Proposed Barrick Gold Deal

Barrick Gold, the world's largest gold producer, offered to buy U.S. rival Newmont for nearly $18 billion in an all-stock transaction. Under the proposed deal, Newmont shareholders would receive 2.5694 Barrick shares per Newmont share. Barrick shareholders will own roughly 55.9% and Newmont shareholders will own around 44.1% of the combined entity.

The combination will create the world's best gold company, with the largest portfolio of Tier One gold assets and would unlock more than $7 billion net present value (pre-tax) of real synergies. The proposed deal was contingent upon the company scrapping its merger with Goldcorp.

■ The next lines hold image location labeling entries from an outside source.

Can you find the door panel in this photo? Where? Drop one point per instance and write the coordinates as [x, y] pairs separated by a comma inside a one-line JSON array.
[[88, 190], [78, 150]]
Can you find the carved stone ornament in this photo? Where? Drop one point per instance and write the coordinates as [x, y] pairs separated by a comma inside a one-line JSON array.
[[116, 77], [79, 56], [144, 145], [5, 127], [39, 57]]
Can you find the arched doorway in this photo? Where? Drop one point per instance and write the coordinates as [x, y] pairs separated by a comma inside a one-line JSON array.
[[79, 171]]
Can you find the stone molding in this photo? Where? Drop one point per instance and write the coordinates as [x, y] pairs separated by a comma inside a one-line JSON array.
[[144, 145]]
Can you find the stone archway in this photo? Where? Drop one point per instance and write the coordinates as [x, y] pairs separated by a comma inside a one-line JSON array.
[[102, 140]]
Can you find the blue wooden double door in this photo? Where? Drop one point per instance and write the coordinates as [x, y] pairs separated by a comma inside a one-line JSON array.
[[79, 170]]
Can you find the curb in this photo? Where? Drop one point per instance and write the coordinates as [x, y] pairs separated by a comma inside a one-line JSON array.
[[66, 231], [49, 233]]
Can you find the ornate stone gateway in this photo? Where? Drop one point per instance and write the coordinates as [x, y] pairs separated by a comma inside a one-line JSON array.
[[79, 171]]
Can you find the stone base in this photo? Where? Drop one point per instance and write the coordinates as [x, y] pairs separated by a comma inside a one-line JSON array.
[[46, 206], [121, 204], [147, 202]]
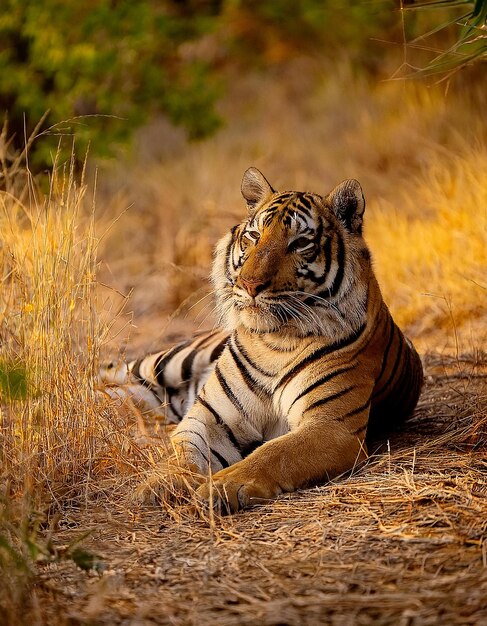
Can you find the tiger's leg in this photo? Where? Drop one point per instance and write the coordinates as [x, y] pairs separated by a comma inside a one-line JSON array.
[[213, 436], [325, 441]]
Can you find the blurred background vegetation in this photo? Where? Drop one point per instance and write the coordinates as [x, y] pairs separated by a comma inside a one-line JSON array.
[[102, 68]]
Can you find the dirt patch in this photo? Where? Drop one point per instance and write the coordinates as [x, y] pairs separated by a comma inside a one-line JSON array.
[[402, 541]]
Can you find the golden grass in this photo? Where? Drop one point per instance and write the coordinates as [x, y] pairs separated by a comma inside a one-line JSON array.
[[403, 540], [431, 256]]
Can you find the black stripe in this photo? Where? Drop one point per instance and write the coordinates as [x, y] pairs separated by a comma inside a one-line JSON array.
[[249, 380], [250, 447], [334, 396], [317, 354], [322, 381], [220, 421], [171, 392], [187, 364], [356, 411], [223, 462], [360, 429], [392, 329], [395, 367], [218, 349], [337, 281], [228, 252], [252, 363], [164, 359], [228, 391], [135, 372]]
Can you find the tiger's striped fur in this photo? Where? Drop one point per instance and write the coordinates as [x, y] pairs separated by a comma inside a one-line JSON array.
[[166, 383], [314, 359]]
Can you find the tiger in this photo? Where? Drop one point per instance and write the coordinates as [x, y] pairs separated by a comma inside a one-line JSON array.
[[312, 365], [165, 384]]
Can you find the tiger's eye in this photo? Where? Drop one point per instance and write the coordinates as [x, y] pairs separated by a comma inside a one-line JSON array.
[[301, 244], [251, 236]]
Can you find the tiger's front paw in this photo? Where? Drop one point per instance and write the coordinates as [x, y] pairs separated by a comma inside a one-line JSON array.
[[168, 482], [236, 488]]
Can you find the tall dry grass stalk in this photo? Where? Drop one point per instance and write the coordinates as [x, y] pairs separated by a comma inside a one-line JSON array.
[[52, 423], [419, 154]]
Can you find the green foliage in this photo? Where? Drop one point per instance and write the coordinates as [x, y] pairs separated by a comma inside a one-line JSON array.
[[22, 546], [470, 24], [101, 69], [13, 381]]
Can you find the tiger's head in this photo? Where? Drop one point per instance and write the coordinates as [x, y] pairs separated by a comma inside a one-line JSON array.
[[296, 264]]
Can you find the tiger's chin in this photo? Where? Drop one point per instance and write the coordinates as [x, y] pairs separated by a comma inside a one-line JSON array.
[[257, 320]]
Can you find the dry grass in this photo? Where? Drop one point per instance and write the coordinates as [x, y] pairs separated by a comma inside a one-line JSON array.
[[403, 541]]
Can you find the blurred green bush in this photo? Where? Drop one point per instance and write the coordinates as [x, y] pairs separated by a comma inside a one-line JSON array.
[[101, 68], [87, 61]]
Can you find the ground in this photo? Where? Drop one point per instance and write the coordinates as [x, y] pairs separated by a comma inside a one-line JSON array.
[[403, 541]]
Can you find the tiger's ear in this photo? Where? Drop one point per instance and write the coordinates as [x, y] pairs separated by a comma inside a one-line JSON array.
[[348, 203], [255, 188]]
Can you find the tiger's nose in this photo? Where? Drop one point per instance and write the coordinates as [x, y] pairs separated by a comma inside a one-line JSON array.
[[253, 287]]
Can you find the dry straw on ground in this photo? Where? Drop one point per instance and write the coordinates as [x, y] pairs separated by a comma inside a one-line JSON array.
[[403, 540]]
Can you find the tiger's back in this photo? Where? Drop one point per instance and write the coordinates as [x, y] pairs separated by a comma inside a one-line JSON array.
[[314, 359]]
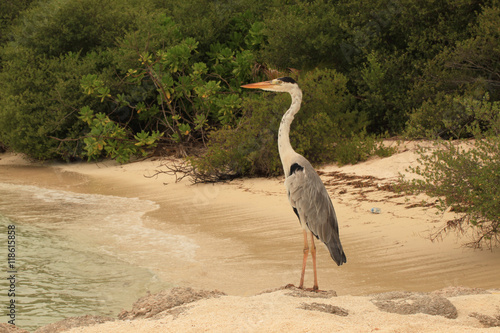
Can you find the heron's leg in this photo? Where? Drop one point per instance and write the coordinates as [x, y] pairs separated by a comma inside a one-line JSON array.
[[313, 253], [306, 252]]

Barrick president and CEO Mark Bristow said the deal to be beneficial for shareholders of both companies and far superior to the Newmont’s proposed acquisition of Goldcorp. He estimated the proposed deal will produce annual synergies 7.5 times larger than the projected annual synergies for the Newmont/Goldcorp transaction.

The proposal comes within a month after the world’s largest miner completed its buyout of Randgold Resources for $6.1 billion in an all-stock deal.

Recap of Newmont-Goldcorp Deal

Newmont plans to acquire its smaller rival Goldcorp for $10 billion that will create the world’s largest U.S. gold producer, overtaking Barrick Gold. The transaction represents the biggest ever acquisition in the gold sector. Under the terms of the deal, Newmont has offered 0.3280 of its shares and a couple of cents for each Goldcorp share. Newmont shareholders will own roughly 65% and Goldcorp shareholders will own around 35% of the combined entity.